World in brief: Blasts relieve pressure on lake

The Spokesman-Review

Water churned through a drainage channel and engulfed empty towns Tuesday after Chinese soldiers blasted away the debris that kept an earthquake-formed lake threatening more than a million people downstream.

Sichuan province’s Communist Party chief, Liu Qibao, declared “decisive victory” after more than half the 66 billion gallons of water drained off by early evening, easing pressure on a dam formed when the quake triggered a landslide of mud, rocks and other debris, the official Xinhua News Agency reported.

More than 250,000 people had already moved to high ground due to concerns that the barrier holding back Tangjiashan lake could break. About 1.3 million people live downstream.

Towns downstream remained on alert for possible flooding in case the water breached unstable banks.

JOHANNESBURG, South Africa

U.N. atlas shows effects of warming

The United Nations environment agency unveiled a new atlas Tuesday that shows what the agency says are the dramatic effects of climate change on Africa.

The nearly 400-page publication features over 300 satellite images taken in every African country. The before and after photographs, some of which span a 35-year period, appear to show striking environmental changes across the continent.

“The atlas clearly demonstrates the vulnerability of people in the region to forces often outside their control,” Achim Steiner, executive director for the United Nations Environment Program, said at a meeting of African environmental ministers in Johannesburg. “It is an indication of how serious the situation has become.”

Although Africa produces only 4 percent of the world’s total carbon dioxide emissions, its inhabitants are expected by some officials to suffer most from the consequences of climate change.

According to the atlas, Africa is losing nearly 10 million acres of forest every year – twice the world’s average deforestation rate – and some areas of the continent are losing over 55.12 tons of soil per 2.5 acres each year.

The atlas also appears to illustrate that erosion as well as chemical and physical damage have degraded about 65 percent of the continent’s farmlands. The migration of refugees is causing further pressure on the environment, the atlas says.

MONTERREY, Mexico

World’s fattest man has stand-up goal

Manuel Uribe, who once weighed more than half a ton but has slimmed down to about 700 pounds, celebrates his 43rd birthday today with a simple wish for the coming year: to be able to stand on his own two feet to get married.

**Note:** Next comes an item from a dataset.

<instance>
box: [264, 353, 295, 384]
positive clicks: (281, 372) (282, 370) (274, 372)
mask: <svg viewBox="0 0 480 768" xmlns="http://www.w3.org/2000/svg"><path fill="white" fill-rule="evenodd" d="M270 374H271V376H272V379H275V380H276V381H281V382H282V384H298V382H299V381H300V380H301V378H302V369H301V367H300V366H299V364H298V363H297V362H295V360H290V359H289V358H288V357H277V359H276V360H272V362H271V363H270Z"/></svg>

Interviewed at his home in northern Mexico, where he can do little more than sit up on a bed, Uribe said more than two years of steady dieting have helped him drop about 550 pounds from his Guinness record weight of 1,235 pounds.

He hopes Guinness representatives will confirm in July that he holds a second title: The world’s greatest loser of weight.

But Uribe is still unable to walk his fiancee, Claudia Solis, down the aisle.

“It frustrates me a little, because it is not easy to get out,” said Uribe, who has not been able to leave bed for the last six years.

His most recent attempt to escape the house – to attend Solis’ 38th birthday party in March – fell through when a flatbed tow truck brought to transport his reinforced bed got caught beneath an underpass.

But Uribe vowed not to be deterred: “We are in love, and this year my birthday wish is to be able to stand when we get married,” he said.

Uribe said he met Solis, a 38-year-old hairdresser, four years ago. They have been together for the last two.